Business Goal 4: Predict the outcome of matches based on the text and score of comments on the same day.
Three most popular teams are chosen to retrieve the comments of their fans on a matchday, and the match result of the team on that day are also recorded. The cleaned comments text body along with the comments’ score are input features, where the training and predicting labels are the outcome of the match on the day the comments were made. Prior to the actual machine learning section, a few preparations are done on this dataset, including vectorizing the text bodies using tokenizer and hashing into a new feature, transforming the outcomes into 1s (win) and 0s (loss), and combining the new feature and the score of each comment into the correct traning feature.

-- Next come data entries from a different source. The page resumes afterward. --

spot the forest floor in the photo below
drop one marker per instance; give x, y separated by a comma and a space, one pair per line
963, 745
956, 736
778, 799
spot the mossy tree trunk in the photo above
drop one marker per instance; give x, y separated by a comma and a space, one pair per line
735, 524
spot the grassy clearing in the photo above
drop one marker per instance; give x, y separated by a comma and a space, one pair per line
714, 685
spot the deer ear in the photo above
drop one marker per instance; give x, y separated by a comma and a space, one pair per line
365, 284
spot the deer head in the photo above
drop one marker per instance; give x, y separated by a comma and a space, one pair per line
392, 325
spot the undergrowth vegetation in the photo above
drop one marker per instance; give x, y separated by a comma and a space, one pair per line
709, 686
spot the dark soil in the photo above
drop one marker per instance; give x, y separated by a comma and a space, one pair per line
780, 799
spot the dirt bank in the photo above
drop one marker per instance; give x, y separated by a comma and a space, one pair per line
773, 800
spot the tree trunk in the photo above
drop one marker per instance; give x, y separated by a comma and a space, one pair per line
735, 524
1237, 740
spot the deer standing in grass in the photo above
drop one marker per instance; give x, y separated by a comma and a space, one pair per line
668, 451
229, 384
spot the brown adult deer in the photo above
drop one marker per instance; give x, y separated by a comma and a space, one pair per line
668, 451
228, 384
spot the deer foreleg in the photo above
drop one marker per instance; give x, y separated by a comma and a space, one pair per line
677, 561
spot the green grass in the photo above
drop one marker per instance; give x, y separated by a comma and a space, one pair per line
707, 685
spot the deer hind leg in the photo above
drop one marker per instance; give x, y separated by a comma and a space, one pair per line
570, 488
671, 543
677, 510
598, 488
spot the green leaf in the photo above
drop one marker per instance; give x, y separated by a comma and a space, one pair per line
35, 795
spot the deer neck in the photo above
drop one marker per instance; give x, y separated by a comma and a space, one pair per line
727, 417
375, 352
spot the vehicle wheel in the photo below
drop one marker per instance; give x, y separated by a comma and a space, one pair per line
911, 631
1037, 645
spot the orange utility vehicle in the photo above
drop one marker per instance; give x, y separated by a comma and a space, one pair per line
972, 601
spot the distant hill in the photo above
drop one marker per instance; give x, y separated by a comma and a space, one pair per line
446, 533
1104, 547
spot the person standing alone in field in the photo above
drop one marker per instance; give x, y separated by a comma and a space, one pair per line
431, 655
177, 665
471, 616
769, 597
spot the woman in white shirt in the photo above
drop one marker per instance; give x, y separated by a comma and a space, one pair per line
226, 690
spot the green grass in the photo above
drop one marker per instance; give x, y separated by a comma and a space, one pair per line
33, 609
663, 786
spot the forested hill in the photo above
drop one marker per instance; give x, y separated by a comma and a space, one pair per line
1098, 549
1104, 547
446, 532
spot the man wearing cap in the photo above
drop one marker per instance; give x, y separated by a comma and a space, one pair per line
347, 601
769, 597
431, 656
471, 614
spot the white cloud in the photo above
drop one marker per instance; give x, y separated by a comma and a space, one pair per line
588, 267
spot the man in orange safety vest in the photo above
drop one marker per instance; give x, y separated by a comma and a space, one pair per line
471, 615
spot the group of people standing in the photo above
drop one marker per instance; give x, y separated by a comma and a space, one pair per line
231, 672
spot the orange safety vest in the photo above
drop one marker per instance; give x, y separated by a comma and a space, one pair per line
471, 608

Since only 2 outcome: win or loss are used in this machine learning study, logistic regression is the model to be trained. After the model is trained on the comment scores and the vectorized comments texts, it can then predict on the testing features. According the results of the measurements, the accuracy, precision and recall of the predictions compared to the testing labels are all around 0.7, which is a bit disappointing for a binary classification learning. According to the confusion matrix, it seems that the model is good at predicting actual wins, however when predicting losses the performance is not quite good. Thus we can conclude that the model can moderately tell the outcome of a match based on the comments and their scores.